Abstract

This work provides an in-depth investigation on advantages of a recently developed, new global spatial discretization method over the assumed modes method, and a clear description of the procedure and validity of the new method and its feasibility for arbitrary boundary conditions. A general formulation of the new spatial discretization method is given for second- and fourth-order continuous systems, whose displacements are divided into internal terms and boundary-induced terms, and two examples that consider the longitudinal vibration of a rod and the transverse vibration of a tensioned Euler-Bernoulli beam are used to demonstrate the new spatial discretization method. In the two examples, natural frequencies, mode shapes, harmonic steady-state responses, and transient responses of the systems are calculated using the new spatial discretization method and the assumed modes method, and results are compared with those from exact analyses. Convergence of the new spatial discretization method is investigated using different sets of trial functions for internal and boundary-induced terms.
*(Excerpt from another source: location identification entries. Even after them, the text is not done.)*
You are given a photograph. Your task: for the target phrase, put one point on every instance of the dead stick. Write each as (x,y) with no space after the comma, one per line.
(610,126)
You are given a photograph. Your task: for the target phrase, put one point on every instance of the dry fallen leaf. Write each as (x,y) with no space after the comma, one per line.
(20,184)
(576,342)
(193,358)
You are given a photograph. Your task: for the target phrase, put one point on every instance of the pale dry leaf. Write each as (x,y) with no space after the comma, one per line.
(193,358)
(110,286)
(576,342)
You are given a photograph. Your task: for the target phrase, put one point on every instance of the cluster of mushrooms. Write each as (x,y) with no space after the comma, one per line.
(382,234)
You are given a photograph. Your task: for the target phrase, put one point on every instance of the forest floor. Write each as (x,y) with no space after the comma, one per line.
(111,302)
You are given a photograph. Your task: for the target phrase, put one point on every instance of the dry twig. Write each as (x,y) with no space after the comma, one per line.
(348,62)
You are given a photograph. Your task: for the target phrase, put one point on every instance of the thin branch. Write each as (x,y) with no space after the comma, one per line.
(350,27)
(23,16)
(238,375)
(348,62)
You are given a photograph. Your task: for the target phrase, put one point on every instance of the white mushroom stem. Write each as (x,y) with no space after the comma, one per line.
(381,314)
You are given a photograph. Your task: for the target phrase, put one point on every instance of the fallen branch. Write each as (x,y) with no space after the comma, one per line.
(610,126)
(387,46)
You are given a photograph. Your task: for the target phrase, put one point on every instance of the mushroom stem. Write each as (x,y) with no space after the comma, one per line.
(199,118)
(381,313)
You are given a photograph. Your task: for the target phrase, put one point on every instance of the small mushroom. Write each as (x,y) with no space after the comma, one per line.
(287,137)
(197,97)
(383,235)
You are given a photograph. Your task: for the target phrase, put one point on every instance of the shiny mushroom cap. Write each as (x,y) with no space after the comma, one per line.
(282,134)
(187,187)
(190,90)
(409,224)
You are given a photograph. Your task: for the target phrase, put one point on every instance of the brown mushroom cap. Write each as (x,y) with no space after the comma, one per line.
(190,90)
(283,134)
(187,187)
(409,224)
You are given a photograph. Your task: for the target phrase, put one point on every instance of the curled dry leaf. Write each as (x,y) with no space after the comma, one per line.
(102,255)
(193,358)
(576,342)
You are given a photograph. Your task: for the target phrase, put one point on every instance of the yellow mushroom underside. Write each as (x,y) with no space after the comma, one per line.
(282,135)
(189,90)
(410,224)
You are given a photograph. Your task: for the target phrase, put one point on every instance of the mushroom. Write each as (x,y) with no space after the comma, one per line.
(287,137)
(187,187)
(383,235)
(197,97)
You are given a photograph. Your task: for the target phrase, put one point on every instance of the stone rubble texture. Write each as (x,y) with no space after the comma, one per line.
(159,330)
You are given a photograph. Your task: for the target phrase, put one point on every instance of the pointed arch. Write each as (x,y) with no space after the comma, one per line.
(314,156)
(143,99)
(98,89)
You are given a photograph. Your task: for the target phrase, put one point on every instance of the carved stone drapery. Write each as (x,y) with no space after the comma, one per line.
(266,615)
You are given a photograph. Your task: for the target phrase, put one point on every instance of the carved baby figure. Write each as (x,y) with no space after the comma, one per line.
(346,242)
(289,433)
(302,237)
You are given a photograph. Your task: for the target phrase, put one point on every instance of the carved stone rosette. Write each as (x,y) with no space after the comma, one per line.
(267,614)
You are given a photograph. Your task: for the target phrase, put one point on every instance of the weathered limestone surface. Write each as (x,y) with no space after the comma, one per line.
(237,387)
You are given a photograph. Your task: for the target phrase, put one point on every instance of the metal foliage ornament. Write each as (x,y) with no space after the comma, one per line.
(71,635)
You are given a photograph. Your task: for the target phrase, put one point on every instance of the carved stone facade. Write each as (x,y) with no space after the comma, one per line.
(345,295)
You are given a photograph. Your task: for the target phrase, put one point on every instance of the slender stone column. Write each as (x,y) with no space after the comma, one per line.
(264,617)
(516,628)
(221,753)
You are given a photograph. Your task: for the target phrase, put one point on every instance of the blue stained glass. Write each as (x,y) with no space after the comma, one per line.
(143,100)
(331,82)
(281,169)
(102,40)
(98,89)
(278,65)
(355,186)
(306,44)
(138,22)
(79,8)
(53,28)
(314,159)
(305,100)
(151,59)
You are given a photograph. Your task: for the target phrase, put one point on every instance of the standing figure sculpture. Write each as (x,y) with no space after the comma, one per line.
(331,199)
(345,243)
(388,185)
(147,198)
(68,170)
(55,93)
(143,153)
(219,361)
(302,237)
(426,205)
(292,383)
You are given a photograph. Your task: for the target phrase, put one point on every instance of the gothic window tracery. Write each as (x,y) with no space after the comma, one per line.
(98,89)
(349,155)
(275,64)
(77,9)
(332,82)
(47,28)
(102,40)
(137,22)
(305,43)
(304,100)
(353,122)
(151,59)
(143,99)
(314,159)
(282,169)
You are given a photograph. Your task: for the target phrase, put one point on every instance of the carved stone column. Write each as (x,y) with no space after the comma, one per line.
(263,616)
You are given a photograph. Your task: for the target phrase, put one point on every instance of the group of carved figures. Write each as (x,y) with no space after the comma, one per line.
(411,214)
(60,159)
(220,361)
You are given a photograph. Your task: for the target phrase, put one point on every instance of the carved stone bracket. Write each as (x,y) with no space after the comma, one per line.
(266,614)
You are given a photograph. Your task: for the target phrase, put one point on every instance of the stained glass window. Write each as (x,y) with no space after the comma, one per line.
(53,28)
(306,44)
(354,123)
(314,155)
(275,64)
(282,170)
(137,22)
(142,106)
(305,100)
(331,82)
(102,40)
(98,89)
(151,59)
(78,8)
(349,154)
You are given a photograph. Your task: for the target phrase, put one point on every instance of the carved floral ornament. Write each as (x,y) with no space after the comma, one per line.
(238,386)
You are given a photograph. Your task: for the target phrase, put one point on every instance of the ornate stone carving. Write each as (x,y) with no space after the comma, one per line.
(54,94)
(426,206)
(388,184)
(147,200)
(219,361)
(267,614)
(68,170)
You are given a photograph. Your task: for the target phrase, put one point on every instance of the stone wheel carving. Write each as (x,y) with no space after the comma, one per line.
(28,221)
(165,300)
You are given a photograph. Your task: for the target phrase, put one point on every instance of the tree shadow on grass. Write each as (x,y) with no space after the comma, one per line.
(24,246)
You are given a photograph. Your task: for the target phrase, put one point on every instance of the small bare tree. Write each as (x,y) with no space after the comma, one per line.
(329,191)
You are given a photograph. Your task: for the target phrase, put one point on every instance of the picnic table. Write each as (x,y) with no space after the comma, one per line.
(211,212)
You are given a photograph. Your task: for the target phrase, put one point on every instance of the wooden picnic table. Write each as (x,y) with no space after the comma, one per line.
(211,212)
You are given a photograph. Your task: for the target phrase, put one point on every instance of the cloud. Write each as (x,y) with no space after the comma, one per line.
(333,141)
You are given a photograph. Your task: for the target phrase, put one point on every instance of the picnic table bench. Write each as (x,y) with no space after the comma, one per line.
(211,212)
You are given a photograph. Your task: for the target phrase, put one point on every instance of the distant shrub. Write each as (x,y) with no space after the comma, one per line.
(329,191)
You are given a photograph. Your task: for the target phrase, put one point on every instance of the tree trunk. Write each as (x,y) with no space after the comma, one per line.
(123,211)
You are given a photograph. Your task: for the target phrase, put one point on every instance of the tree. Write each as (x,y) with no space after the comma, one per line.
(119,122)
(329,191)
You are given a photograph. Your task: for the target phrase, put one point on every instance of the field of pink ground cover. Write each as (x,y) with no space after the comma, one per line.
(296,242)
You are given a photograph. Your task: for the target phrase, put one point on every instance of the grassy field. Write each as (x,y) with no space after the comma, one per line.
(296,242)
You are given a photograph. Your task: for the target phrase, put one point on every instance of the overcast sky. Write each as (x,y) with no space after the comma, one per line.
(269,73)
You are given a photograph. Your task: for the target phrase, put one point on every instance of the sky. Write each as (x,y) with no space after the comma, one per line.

While the new spatial discretization method has additional degrees of freedom at boundaries of a continuous system compared with other global spatial discretization methods, it has the following advantages: (1) compared with the assumed modes method, the new method gives better results in calculating eigensolutions and dynamic responses of the system, and allows more terms to be retained in a trial function expansion due to the slowly growing condition number of the mass matrix of the system; and (2) compared with the exact eigenfunction expansion method, the new method can use sinusoidal functions as trial functions for the internal term rather than complicated eigenfunctions of the system in the expansion solution.